Como se não bastasse, no tema 962 (RE nº 1.063.187) – “É inconstitucional a incidência do IRPJ e da CSLL sobre os valores atinentes à taxa Selic recebidos em razão de repetição de indébito tributário” –, os recentes embargos de declaração da Fazenda Nacional, em que pleiteia a modulação de efeitos da decisão, ela sugere que o marco temporal a ser fixado seja a data da inclusão do recurso em pauta. Uma terceira hipótese absolutamente injustificável e que só traz ainda mais incerteza e dúvida.
Impasse para contribuintes
Será que era esse o objetivo do legislador ao inserir o instituto da modulação no código processual? Ou será que a aplicação da modulação nesses temos traz resultado diametralmente oposto ao pretendido, ensejando não a preservação da segurança, mas verdadeira insegurança jurídica diante de tamanha imprevisibilidade?
Infelizmente, como reconhecido por muitos, a imprevisibilidade é até mais prejudicial do que um julgamento contrário ao contribuinte. Não saber o que se deve é, para alguns, pior do que ser exigido do que é indevido. Dilema para os operadores do direito, para aqueles que tomam as decisões empresariais e para os que arcam com o custo da tributação errática que temos no país: o consumidor final de bens e serviços.

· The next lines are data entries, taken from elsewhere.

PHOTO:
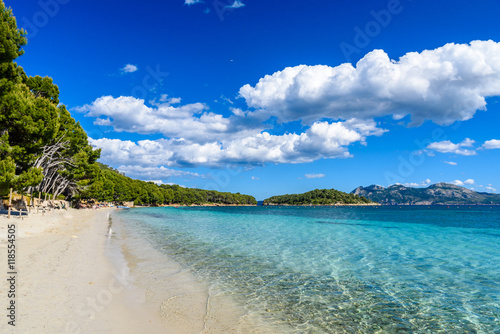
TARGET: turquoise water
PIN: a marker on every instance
(345, 269)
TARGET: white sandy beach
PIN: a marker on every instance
(71, 279)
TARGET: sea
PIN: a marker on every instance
(376, 269)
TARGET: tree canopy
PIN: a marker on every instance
(317, 197)
(112, 186)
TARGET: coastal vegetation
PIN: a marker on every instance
(318, 197)
(43, 150)
(112, 186)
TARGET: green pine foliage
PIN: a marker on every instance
(317, 197)
(44, 150)
(112, 186)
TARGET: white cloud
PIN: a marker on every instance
(447, 146)
(128, 114)
(155, 172)
(236, 4)
(129, 68)
(192, 2)
(314, 176)
(491, 144)
(443, 85)
(321, 140)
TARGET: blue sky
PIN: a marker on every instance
(273, 97)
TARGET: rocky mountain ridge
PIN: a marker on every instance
(436, 194)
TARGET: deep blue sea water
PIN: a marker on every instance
(343, 269)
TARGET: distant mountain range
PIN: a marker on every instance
(436, 194)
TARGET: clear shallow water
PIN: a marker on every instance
(343, 270)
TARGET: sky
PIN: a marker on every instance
(274, 97)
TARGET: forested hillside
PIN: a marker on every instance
(112, 186)
(317, 197)
(44, 150)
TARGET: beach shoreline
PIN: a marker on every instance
(65, 283)
(79, 272)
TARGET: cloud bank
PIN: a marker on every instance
(443, 85)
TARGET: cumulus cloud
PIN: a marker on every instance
(443, 85)
(447, 146)
(129, 68)
(491, 144)
(463, 183)
(190, 121)
(155, 172)
(314, 176)
(321, 140)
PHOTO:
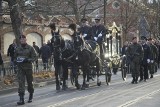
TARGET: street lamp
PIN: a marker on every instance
(105, 3)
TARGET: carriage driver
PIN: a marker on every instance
(98, 32)
(85, 29)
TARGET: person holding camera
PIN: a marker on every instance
(135, 55)
(24, 56)
(98, 32)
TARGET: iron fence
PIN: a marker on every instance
(9, 70)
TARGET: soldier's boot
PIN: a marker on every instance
(30, 97)
(21, 101)
(133, 80)
(136, 80)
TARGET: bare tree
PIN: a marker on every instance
(129, 18)
(15, 18)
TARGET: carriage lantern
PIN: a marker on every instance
(113, 46)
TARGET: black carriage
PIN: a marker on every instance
(112, 45)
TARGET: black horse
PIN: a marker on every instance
(63, 58)
(88, 57)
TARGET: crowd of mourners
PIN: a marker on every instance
(143, 58)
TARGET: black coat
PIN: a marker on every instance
(1, 60)
(96, 30)
(85, 30)
(147, 53)
(45, 51)
(11, 50)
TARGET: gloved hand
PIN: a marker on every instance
(84, 35)
(100, 35)
(152, 61)
(26, 60)
(95, 38)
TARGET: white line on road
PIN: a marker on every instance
(129, 103)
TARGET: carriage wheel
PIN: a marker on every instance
(108, 76)
(124, 73)
(72, 78)
(115, 70)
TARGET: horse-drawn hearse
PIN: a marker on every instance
(81, 55)
(76, 54)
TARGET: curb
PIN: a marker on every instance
(35, 85)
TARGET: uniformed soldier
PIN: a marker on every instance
(135, 54)
(24, 56)
(146, 60)
(98, 32)
(85, 29)
(154, 57)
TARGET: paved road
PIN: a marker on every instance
(119, 94)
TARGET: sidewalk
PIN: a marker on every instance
(4, 89)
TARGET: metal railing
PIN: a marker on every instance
(8, 70)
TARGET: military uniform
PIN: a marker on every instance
(135, 55)
(24, 56)
(145, 62)
(85, 31)
(98, 35)
(154, 57)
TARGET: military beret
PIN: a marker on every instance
(134, 38)
(149, 39)
(22, 36)
(97, 17)
(52, 26)
(143, 38)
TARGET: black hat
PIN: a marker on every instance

Além das inúmeras situações em que o contribuinte é levado ao Judiciário para questionar exigências ilegais e inconstitucionais, algo que vimos ocorrer com frequência nas últimas décadas, penso que a forma indiscriminada e inconstante de como a modulação de efeitos vem sendo aplicada em matéria tributária é mais um motivo para o aumento do contencioso no país. E de todos os problemas decorrentes desse fenômeno. Mais um, entre os vários dilemas a serem enfrentados.